To TCTMD, AlBadri noted that this sort of testing does get used at large academic medical centers, where there are efforts to train clinicians from other hospitals. Emory hosts symposiums dedicated to CR testing, for example, and welcomes visitors who want to learn more about the protocols, he said.

“So it is expanding. The problem is there are no specific guidelines to categorize or identify these patients and no really easy or user-friendly tool to screen these patients as well. That’s the challenge for now,” he commented.

Two options already being explored are the use of positron emission tomography myocardial perfusion imaging with quantification of coronary reserve and cardiac MR with measurement of the myocardial perfusion reserve index, AlBadri said. “It’s not invasive, and abnormal results have a relationship with adverse outcomes. Invasive testing is very comprehensive and provides way more details, but that’s at the expense [of being] uncomfortable for the patient.”

Beyond the development of easier-to-use tools, the question of which women should be screened is still unanswered. “There are big knowledge gaps in this field, including the pathophysiology, the phenotyping of these patients, and importantly the management. So I think the efforts to establish evidence-based diagnostic and therapeutic guidelines are really needed,” he stressed.

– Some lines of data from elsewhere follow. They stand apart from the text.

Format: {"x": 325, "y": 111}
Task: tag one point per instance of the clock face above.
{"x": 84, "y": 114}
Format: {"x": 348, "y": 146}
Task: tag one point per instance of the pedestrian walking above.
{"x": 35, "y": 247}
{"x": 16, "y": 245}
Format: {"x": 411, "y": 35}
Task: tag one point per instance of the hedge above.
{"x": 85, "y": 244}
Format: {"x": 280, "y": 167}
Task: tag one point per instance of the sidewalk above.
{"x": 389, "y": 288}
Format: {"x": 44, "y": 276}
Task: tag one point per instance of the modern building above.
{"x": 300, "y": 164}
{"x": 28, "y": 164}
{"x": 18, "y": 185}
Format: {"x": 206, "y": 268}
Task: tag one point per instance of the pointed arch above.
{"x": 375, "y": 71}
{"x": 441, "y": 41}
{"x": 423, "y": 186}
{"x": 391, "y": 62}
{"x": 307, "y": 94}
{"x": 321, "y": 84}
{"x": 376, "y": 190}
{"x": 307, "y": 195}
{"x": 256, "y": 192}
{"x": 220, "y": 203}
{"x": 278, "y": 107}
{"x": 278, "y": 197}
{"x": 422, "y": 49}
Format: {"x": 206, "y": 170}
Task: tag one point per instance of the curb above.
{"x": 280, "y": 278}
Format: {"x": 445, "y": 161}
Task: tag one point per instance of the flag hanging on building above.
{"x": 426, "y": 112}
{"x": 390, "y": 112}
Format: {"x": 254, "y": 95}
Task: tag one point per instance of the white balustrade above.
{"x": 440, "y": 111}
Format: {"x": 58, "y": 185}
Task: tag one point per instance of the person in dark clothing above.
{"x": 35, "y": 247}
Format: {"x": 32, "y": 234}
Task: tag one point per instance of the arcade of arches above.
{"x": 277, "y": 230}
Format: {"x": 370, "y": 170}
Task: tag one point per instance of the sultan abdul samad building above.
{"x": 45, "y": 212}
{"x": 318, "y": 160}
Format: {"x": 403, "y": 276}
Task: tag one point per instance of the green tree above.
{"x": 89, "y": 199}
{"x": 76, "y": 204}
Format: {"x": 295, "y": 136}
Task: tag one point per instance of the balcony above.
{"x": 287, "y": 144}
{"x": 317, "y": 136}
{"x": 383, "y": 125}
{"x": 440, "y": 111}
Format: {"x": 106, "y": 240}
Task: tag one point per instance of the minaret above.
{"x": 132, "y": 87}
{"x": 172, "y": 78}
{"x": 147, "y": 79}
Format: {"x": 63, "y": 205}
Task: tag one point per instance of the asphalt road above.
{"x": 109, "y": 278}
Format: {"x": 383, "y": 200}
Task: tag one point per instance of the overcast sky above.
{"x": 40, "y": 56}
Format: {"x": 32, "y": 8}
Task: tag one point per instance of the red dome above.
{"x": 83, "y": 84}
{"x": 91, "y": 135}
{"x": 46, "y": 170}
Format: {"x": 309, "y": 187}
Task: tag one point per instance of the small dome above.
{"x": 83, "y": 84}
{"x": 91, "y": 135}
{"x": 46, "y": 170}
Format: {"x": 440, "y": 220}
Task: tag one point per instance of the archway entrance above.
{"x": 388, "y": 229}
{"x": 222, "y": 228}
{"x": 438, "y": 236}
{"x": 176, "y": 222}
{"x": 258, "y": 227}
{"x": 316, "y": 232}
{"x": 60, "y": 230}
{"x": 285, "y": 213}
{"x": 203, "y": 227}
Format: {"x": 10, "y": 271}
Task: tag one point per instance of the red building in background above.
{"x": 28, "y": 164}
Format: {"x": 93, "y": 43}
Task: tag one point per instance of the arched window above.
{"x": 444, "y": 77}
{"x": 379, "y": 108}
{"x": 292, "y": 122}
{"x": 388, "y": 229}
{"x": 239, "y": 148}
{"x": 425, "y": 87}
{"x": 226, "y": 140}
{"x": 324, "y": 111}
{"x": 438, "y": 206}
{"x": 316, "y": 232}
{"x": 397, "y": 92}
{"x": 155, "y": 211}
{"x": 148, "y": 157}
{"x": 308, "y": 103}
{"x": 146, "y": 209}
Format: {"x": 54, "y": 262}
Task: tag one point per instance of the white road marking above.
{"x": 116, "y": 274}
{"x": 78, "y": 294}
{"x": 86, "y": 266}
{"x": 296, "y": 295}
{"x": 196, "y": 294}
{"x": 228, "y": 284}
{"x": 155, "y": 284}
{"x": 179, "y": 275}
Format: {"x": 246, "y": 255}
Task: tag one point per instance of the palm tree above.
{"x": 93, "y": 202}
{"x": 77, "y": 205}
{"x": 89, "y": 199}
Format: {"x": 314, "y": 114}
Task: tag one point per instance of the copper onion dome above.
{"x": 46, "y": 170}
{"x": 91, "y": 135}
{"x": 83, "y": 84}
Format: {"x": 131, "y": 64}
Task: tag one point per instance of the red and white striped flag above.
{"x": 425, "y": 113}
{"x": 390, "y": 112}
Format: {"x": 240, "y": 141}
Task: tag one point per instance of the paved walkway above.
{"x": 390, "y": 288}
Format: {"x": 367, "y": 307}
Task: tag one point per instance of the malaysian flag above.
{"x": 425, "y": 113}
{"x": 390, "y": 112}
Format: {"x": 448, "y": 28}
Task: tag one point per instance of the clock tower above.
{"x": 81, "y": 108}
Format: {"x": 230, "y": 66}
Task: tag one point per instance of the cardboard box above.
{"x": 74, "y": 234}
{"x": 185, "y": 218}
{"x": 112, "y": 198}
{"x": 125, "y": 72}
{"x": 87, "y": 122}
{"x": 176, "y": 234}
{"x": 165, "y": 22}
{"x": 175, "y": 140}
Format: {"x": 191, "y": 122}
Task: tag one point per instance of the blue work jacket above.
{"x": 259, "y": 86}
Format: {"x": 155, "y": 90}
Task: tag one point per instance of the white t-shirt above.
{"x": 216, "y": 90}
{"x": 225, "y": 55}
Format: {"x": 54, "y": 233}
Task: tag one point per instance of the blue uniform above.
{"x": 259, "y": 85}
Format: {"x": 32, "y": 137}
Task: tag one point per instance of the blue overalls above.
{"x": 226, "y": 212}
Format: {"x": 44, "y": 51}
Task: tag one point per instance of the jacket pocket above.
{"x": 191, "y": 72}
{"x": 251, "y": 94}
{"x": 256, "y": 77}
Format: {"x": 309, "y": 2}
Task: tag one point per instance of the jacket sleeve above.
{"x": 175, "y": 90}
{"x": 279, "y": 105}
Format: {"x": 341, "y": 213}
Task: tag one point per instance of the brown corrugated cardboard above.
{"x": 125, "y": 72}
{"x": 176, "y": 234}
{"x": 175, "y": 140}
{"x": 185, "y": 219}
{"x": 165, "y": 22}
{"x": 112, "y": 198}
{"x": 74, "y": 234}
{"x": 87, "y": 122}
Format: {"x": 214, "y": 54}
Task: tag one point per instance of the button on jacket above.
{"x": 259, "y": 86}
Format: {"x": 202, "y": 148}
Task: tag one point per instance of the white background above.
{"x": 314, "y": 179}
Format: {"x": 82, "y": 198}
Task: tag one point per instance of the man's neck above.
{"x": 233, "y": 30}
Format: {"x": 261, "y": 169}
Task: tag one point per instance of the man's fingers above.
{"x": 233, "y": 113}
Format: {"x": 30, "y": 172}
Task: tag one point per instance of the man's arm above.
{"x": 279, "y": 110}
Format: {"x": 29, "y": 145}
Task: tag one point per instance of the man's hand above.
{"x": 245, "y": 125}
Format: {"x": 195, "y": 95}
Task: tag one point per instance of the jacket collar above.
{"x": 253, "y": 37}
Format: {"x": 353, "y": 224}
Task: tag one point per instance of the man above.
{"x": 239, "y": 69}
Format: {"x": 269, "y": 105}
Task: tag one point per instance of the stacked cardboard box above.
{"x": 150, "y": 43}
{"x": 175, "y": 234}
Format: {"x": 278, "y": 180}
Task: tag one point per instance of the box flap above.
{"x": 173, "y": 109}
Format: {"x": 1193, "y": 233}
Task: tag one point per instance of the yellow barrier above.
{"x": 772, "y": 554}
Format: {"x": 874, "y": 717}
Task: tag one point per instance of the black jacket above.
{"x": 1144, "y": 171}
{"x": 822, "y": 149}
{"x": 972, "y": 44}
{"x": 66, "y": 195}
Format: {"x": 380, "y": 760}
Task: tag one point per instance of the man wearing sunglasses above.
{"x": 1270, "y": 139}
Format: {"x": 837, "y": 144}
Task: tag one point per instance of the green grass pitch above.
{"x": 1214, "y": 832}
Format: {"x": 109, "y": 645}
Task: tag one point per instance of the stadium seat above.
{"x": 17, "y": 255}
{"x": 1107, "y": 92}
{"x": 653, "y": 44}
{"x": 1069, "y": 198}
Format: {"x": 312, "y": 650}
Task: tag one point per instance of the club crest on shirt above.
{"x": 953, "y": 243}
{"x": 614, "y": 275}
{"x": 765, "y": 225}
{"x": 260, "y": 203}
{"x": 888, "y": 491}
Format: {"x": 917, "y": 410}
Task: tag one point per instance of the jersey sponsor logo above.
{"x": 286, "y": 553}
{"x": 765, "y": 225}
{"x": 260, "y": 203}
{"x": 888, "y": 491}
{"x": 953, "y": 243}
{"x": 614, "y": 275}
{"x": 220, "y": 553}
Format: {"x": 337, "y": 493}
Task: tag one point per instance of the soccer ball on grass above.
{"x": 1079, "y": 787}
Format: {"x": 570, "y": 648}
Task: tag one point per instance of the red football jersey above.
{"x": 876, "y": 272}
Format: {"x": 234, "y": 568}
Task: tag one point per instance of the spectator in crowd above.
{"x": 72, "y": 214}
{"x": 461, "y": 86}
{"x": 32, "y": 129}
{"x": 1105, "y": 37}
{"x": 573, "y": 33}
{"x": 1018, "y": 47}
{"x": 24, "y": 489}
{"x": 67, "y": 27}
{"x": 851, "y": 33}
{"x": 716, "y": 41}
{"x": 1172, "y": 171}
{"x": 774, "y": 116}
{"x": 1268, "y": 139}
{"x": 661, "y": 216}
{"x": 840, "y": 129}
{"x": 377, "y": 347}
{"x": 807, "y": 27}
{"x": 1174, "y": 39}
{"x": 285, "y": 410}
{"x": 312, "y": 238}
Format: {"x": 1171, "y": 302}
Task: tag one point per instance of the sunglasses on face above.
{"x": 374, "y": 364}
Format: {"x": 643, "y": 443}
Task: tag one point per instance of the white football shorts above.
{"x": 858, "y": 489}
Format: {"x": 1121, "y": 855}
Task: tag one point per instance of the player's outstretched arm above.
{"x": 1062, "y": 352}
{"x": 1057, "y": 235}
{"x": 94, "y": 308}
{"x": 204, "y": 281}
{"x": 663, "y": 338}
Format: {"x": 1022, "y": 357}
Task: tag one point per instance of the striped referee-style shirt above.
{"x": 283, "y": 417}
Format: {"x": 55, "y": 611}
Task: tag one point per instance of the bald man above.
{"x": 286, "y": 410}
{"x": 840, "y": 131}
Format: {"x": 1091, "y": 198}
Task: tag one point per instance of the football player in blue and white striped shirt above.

In an editorial, Nanette K. Wenger, MD (Emory University School of Medicine), agrees that female patients could benefit from a more sex-specific approach. “Women often have microvascular angina with impaired coronary flow reserve and/or vasospasm, such that traditional diagnostic strategies sufficient to detect obstructive epicardial CAD may be inadequate for many women, necessitating additional investigation to define the etiology of their angina,” she writes.

“Although women have less anatomic obstructive coronary disease than men,” Wenger continues, “this does not translate into fewer ischemic events, with the major contributor to adverse outcomes being abnormal coronary reactivity due to diffuse endothelial dysfunction and plaque erosion.”

Importantly, female patients with chest pain but no angiographically apparent CAD “do not represent a low-risk group,” she stresses. “As long as ischemic heart disease is considered synonymous with obstructive coronary atherosclerosis, we miss the opportunity to prevent, diagnose, and treat a substantial portion of women with ischemic heart disease, those with nonobstructive coronary disease or coronary microvascular dysfunction.”

No specific means exist to prevent the development of abnormal CR, or to treat it once it develops, Wenger says, so therapy instead focuses on promoting a healthy lifestyle, managing comorbidities, and generally trying to reduce CV risk. She, too, calls for diagnostic strategies that are noninvasive, feasible, and limit radiation exposure.

AlBadri agreed that the best management for these patients is unclear, though research has provided some clues. “Other than prevention, there is specific treatment targeting each pathway,” he explained. For endothelial dysfunction, both medical therapy with aspirin, ACE inhibitors, statins, and L-arginine supplements and aerobic exercise can be helpful, AlBadri suggested. For abnormal coronary flow reserve, the list includes beta-blockers, nitrates, and antianginal medications.